Declines and pronounced regional disparities in meperidine use in the United States

John M Boyle; Kenneth L McCall; Stephanie D Nichols; Brian J Piper

doi:10.1002/prp2.809

. 2021 Jun 14;9(4):e00809. doi: 10.1002/prp2.809

Declines and pronounced regional disparities in meperidine use in the United States

John M Boyle ¹, Kenneth L McCall ², Stephanie D Nichols ², Brian J Piper ^1,^3,^✉

PMCID: PMC8204095 PMID: 34128348

Abstract

There have been increasing concerns about adverse effects and drug interactions with meperidine. The goal of this study was to characterize meperidine use in the United States. Meperidine distribution data were obtained from the Drug Enforcement Administration's Automated of Reports and Consolidated Orders System. The Medicare Part D Prescriber Public Use File was utilized to capture overall trends in national prescriptions in this observational report. Nationally, meperidine distribution decreased by 94.6% from 2001 to 2019. In 2019, Arkansas, Alabama, Oklahoma, and Mississippi saw significantly greater distribution when compared with the US state average of 9.27 mg per 10 persons (SD = 6.82). Meperidine distribution showed an 18‐fold difference between the highest state (Arkansas = 36.8 mg) and lowest state (Minnesota = 2.1 mg). Five of the six states with the lowest distribution were in the Northeast. Meperidine distribution per state was correlated with the prevalence of adult obesity (r(48) = +0.48, p < .001).
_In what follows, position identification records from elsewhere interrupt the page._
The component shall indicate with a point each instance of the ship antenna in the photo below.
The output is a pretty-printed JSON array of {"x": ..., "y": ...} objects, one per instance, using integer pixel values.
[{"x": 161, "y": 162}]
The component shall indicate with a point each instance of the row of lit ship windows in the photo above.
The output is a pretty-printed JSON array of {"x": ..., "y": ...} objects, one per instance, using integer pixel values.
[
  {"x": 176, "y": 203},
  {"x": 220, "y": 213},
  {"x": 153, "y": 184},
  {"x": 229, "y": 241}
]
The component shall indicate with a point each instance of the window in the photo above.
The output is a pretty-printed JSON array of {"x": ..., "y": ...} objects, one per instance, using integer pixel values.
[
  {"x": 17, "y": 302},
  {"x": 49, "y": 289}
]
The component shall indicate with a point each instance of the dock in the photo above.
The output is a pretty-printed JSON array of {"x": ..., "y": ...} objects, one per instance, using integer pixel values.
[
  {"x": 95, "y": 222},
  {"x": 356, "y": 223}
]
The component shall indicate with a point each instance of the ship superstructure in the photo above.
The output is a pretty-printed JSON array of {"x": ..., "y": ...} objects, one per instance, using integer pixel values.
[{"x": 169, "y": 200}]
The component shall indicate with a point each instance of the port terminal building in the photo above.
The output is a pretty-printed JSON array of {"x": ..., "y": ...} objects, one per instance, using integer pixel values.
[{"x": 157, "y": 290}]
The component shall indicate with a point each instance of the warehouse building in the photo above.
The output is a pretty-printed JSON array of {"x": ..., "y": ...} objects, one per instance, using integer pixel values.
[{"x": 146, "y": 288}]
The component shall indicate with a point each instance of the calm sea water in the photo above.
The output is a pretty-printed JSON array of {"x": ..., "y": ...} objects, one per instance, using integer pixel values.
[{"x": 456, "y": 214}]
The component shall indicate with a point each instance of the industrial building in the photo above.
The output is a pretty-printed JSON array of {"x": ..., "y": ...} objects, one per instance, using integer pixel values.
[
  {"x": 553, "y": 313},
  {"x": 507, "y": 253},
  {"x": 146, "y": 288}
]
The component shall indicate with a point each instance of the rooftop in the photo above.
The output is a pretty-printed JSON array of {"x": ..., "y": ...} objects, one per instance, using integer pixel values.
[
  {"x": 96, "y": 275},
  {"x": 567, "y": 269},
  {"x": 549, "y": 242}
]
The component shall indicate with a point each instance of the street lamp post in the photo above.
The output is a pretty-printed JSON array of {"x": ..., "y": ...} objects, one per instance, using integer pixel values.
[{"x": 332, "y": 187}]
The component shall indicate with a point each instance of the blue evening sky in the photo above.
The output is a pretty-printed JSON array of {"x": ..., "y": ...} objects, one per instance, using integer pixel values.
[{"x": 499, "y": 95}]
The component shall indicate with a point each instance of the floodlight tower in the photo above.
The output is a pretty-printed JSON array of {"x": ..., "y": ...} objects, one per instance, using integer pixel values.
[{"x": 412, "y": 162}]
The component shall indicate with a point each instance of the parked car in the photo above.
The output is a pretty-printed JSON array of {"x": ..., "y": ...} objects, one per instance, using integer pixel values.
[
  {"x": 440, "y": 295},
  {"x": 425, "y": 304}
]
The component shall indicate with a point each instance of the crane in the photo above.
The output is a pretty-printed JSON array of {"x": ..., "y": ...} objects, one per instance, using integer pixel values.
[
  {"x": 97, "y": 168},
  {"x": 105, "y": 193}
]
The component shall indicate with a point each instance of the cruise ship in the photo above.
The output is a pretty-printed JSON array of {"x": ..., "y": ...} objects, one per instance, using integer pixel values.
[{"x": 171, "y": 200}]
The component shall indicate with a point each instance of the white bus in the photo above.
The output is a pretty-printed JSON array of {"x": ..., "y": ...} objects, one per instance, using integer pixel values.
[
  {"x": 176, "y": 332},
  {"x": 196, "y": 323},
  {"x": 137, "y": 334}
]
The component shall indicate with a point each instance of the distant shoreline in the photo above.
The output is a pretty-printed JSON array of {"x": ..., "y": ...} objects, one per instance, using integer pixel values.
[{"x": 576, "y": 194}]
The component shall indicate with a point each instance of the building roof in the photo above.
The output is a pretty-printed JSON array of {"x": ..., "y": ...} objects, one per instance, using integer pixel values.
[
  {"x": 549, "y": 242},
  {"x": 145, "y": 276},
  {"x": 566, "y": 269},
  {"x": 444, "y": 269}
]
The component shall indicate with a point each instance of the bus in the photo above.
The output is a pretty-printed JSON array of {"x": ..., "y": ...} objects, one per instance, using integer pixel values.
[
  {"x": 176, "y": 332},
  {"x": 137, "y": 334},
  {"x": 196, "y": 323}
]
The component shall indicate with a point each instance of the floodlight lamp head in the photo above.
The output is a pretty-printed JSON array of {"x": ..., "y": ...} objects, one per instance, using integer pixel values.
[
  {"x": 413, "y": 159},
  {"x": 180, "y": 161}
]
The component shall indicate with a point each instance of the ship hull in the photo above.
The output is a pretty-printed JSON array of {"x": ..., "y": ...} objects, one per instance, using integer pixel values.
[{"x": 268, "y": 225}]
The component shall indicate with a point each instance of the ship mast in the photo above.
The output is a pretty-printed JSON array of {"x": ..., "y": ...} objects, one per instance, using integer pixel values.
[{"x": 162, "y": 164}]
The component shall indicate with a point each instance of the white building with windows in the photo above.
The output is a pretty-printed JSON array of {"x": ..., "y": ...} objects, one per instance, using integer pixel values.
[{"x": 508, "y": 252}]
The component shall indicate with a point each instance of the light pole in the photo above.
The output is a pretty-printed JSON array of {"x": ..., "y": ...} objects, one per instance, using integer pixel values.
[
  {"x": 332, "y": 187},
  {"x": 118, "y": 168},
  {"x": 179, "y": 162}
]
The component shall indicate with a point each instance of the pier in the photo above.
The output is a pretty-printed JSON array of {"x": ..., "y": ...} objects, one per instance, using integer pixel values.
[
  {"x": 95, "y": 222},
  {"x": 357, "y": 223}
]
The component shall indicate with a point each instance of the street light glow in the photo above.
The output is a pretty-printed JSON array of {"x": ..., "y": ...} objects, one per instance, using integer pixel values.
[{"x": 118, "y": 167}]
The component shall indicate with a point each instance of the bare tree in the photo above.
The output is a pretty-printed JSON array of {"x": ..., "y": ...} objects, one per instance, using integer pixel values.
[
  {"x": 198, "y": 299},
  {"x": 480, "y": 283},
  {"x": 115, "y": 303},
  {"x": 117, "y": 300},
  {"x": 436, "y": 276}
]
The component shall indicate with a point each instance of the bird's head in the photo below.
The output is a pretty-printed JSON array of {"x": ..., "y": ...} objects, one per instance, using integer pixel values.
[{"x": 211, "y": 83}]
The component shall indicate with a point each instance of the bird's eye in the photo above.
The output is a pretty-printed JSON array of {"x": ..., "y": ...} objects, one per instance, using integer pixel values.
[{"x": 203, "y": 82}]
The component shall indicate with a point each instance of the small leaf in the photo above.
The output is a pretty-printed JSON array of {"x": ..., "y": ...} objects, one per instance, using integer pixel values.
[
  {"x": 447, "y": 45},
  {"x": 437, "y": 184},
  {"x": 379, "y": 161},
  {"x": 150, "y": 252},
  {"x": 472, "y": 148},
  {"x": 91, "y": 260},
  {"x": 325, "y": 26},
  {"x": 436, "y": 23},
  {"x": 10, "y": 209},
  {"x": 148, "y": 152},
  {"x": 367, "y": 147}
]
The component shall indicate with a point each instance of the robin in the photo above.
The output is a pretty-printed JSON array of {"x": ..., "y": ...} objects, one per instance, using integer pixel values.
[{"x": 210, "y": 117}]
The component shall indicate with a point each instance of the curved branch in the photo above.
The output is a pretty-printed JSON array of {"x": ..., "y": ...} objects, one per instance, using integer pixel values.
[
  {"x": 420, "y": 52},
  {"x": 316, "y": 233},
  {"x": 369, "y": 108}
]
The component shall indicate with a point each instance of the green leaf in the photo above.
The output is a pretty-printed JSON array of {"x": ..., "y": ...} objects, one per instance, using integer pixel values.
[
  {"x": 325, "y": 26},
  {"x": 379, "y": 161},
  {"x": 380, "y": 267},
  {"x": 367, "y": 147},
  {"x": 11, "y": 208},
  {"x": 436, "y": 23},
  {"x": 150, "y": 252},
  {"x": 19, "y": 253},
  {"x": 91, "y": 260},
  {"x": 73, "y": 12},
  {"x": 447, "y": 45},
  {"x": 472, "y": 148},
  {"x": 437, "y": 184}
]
Family medicine and internal medicine physicians accounted for 28.9% and 20.5%, respectively, of meperidine total daily supply (TDS) in 2017. Interventional pain management (5.66) and pain management (3.48) physicians accounted for the longest TDS per provider. The use of meperidine declined over the last two decades. Meperidine varied by geographic region with south‐central states, and those with more obesity, showing greater distribution. Primary care doctors continue to account for the majority of meperidine daily supply. Increasing knowledge of meperidine's undesirable adverse effects like seizures and serious drug–drug interactions is likely responsible for these pronounced reductions.

Keywords: geriatrics, obesity, opiate, opioid

Meperidine distribution per 10 persons by state in 2019 as reported by the US Drug Enforcement Administration's Automated Reports and Consolidated Orders System. There was an 18‐fold difference between the highest and lowest states. *p < .05 versus the national average (9.28 ± 6.82).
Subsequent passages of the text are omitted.